APIL and MASS were granted permission to intervene in two expedited conjoined appeals from Birkenhead County Court which were heard last month. The aim was to address a problem caused by legislation which failed to address the way damages for pain and suffering should be calculated in ‘mixed injury’ cases where whiplash injuries, which are subject to a ‘tariff’, are combined with other injuries sustained as a result of the same incident but which are not subject to a tariff.

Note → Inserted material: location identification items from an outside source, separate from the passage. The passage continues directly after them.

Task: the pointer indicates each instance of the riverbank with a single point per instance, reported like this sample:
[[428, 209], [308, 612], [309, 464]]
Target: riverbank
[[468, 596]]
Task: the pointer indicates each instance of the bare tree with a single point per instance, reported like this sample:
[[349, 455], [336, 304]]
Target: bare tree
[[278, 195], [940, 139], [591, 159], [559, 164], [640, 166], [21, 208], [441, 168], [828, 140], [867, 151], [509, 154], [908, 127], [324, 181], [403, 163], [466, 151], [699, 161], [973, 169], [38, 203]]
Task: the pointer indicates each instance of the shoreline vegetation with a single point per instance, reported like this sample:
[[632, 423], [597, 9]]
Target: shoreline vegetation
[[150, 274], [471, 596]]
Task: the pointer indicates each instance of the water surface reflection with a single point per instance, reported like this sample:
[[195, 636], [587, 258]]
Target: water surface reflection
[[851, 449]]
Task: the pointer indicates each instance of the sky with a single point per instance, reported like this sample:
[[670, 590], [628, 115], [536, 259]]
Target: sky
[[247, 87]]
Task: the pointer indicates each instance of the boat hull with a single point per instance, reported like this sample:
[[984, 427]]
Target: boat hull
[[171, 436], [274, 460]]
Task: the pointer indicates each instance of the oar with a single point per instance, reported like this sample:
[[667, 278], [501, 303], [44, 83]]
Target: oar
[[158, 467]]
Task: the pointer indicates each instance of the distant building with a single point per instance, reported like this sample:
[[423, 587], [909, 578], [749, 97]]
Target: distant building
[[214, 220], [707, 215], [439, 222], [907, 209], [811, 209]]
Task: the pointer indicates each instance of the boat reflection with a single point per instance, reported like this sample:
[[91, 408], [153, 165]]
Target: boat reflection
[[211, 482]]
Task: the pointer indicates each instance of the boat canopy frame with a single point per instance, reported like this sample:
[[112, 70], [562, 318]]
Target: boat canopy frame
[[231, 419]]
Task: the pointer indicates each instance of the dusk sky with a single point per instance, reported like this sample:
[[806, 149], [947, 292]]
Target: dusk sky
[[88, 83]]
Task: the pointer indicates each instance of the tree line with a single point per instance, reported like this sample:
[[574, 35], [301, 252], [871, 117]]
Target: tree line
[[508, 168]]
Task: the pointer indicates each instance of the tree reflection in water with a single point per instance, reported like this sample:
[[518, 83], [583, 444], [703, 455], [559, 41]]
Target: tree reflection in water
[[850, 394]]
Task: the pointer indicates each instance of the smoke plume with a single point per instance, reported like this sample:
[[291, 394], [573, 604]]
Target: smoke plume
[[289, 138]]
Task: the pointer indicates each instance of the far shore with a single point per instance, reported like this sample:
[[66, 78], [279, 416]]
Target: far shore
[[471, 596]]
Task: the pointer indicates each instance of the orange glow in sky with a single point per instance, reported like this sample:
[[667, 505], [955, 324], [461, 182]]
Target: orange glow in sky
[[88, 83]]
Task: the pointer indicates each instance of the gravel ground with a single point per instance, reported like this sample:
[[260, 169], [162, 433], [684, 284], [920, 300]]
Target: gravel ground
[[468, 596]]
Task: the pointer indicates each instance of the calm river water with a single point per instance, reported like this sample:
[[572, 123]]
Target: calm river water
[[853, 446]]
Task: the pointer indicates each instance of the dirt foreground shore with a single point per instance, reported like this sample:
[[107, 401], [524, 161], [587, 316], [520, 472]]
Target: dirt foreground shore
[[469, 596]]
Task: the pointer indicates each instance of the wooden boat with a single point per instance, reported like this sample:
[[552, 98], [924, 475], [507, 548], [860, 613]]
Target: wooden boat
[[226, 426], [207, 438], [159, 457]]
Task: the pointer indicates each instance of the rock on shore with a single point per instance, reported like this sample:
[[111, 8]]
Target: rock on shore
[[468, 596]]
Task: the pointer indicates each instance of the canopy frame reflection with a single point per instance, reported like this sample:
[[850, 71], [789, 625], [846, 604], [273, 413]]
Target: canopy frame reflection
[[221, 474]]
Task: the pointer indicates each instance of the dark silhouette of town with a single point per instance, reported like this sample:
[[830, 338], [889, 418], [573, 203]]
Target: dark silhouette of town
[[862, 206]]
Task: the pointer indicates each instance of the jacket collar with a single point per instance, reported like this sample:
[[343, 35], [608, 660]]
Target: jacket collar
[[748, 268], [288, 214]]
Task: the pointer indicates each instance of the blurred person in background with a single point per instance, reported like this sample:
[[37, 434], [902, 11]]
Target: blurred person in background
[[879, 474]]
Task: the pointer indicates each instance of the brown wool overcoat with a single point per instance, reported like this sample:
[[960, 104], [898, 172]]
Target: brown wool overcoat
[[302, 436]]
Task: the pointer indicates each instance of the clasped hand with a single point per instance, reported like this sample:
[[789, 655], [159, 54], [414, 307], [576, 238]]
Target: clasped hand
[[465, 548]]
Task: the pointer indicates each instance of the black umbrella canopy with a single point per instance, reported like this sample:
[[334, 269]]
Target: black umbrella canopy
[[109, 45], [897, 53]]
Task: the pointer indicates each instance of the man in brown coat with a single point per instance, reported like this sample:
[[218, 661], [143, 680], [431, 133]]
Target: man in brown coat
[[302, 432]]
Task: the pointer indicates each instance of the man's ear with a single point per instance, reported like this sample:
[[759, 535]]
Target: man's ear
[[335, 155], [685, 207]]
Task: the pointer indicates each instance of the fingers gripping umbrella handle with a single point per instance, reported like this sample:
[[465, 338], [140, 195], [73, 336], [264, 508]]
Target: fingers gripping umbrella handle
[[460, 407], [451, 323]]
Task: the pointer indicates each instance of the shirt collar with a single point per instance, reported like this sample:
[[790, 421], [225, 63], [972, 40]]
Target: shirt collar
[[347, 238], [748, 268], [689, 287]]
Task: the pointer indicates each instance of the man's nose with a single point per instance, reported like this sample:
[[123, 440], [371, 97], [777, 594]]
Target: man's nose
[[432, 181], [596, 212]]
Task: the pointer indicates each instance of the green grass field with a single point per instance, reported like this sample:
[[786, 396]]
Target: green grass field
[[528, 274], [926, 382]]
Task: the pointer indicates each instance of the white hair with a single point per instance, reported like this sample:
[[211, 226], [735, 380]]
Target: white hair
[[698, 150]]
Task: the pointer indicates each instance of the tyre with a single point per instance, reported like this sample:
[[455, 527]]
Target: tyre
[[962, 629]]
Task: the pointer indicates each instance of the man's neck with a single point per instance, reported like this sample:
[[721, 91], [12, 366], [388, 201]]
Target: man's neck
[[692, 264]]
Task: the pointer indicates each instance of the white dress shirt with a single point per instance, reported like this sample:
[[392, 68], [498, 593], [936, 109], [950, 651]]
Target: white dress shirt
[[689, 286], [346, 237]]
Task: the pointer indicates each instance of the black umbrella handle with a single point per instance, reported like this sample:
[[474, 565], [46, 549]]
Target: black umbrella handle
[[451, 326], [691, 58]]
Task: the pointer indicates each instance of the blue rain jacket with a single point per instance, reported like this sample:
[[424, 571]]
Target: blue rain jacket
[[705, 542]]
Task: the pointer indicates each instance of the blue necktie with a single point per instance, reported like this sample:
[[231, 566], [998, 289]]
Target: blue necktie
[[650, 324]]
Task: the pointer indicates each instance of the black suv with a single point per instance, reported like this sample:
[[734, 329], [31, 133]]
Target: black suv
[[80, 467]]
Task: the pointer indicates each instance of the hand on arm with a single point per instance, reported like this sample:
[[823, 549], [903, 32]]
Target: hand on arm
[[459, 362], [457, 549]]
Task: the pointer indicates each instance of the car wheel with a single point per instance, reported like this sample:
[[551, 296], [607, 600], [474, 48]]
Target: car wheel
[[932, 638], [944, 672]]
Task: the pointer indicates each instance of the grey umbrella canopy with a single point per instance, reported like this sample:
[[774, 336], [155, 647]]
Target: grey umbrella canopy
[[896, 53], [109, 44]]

The intervention was made on behalf of a wider group facilitated by the Motor Insurers Bureau. In their submission, APIL and MASS argued that damages for tariff and non-tariff injuries should be added together on the basis that Parliament’s original intention when passing the Civil Liability Act was that the legislation would only alter the way whiplash damages were to be calculated. Any overlap between whiplash injuries and other injuries was a matter for the courts to address, based on common law principles

The Court of Appeal confirmed a critical point of principle that the pain, suffering and loss of amenity aspect of compensation in non-tariff cases must be assessed on common law principles.

But it also upheld the Birkenhead court’s approach in its finding that a deduction should be made in mixed injury cases to avoid any risk of over-compensation. Crucially, the Court of Appeal did not set out how that deduction will be made.